‘A relationship with the world that provides freedom to actually look at things’

“Most people go to films to get some kind of hit, some kind of overwhelming experience, whether it’s like an amusement park ride or an ideological, informational hit that gives you a critical insight into an issue or an idea. But for those few people who feel they need a reprieve occasionally, who want to cleanse the palate a bit, whether for spiritual or physiological reasons, these films seem to be somewhat effective.

I’ve never felt that my films are very important in terms of the History of Cinema. They offer a little detour from such grand concepts. They appeal primarily to people who enjoy looking at nature, or who enjoy having a moment to study something that’s not fraught with information. The experience of my films is a little like daydreaming. It’s about taking the time to just sit down and look at things, which I don’t think is a very Western preoccupation. A lot of influences on me when I was younger were more Eastern. They suggested a contemplative way of looking – whether at painting, sculpture, architecture, or just a landscape – where the more time you spend actually looking at things, the more they reveal themselves in ways that you don’t expect.

For the most part, people don’t allow themselves the time or the circumstances to get into a relationship with the world that provides freedom to actually look at things. There’s always an overriding design or mission behind their negotiation with life. I think when you have the occasion to step away from agendas – whether it’s through circumstance or out of some kind of emotional necessity – then you’re often struck by the incredible epiphanies of nature. These are often very subtle things, right at the edge of most people’s sensibilities. My films try to record and to offer some of these experiences.”
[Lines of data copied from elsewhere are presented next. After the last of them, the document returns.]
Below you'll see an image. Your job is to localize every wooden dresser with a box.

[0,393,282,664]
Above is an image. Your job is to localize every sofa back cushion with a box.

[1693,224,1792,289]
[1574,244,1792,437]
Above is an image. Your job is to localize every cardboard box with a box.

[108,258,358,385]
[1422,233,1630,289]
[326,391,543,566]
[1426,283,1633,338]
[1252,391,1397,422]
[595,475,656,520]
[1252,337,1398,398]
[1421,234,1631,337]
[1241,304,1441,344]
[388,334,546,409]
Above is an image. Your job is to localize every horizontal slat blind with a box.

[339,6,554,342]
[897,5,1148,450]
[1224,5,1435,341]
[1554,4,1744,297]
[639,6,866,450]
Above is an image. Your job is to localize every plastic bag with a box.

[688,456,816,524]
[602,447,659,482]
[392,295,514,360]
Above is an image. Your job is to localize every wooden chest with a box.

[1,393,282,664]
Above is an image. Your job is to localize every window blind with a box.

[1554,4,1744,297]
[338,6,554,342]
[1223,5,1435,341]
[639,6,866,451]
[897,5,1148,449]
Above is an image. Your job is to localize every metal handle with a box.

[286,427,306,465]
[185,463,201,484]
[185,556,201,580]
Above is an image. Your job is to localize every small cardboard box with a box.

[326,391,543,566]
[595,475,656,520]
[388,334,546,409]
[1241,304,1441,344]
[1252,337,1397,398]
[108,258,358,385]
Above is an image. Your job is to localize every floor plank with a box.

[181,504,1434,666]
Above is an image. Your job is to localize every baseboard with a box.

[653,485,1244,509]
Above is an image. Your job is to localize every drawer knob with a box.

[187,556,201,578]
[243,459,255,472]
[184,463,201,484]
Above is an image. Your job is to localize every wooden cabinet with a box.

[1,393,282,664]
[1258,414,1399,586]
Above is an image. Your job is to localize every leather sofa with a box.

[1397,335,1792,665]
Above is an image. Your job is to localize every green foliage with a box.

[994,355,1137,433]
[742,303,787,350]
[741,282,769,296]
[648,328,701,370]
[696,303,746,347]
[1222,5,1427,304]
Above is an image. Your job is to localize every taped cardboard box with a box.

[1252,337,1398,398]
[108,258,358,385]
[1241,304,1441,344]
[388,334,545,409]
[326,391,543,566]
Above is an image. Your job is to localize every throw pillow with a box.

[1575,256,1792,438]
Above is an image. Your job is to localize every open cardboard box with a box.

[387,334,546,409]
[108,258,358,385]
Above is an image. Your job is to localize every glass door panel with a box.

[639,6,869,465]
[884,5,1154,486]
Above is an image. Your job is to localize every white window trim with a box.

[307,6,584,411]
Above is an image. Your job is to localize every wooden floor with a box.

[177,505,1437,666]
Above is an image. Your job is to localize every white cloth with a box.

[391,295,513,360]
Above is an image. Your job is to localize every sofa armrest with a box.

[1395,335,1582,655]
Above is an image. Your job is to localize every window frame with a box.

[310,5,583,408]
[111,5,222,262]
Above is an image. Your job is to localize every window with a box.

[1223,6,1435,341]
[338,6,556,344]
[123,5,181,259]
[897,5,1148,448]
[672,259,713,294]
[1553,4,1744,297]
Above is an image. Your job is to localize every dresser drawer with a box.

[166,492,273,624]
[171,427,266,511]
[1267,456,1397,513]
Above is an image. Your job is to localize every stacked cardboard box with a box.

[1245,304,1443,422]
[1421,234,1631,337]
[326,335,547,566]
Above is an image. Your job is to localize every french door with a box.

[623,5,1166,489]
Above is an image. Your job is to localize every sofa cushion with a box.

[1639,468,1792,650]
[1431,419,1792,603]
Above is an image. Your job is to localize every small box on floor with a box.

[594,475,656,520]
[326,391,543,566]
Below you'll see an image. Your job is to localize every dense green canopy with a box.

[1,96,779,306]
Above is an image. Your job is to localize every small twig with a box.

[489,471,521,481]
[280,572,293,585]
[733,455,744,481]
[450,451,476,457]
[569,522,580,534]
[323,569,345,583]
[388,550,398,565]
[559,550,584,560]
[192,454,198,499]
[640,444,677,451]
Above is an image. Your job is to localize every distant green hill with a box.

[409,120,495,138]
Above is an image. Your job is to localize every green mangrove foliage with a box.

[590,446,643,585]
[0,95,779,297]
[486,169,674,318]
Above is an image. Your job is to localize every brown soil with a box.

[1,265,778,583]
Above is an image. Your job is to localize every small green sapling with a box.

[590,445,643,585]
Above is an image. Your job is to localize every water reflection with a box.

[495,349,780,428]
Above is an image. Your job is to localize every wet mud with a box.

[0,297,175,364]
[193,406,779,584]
Source: Peter Hutton: The Filmmaker as Luminist

Peter Hutton’s At Sea was voted #1 of the best 50 avant-garde films made during 2000-2009.

Update 16th July: I have learned that Peter Hutton died on 25th June 2016. I didn’t know him personally but I did correspond with him in 1999 for a screening I organised of two of his films. Of all the work I screened around that time, his was the most influential on me and inspired a lot of the silent footage that went into a film I made a year or so later.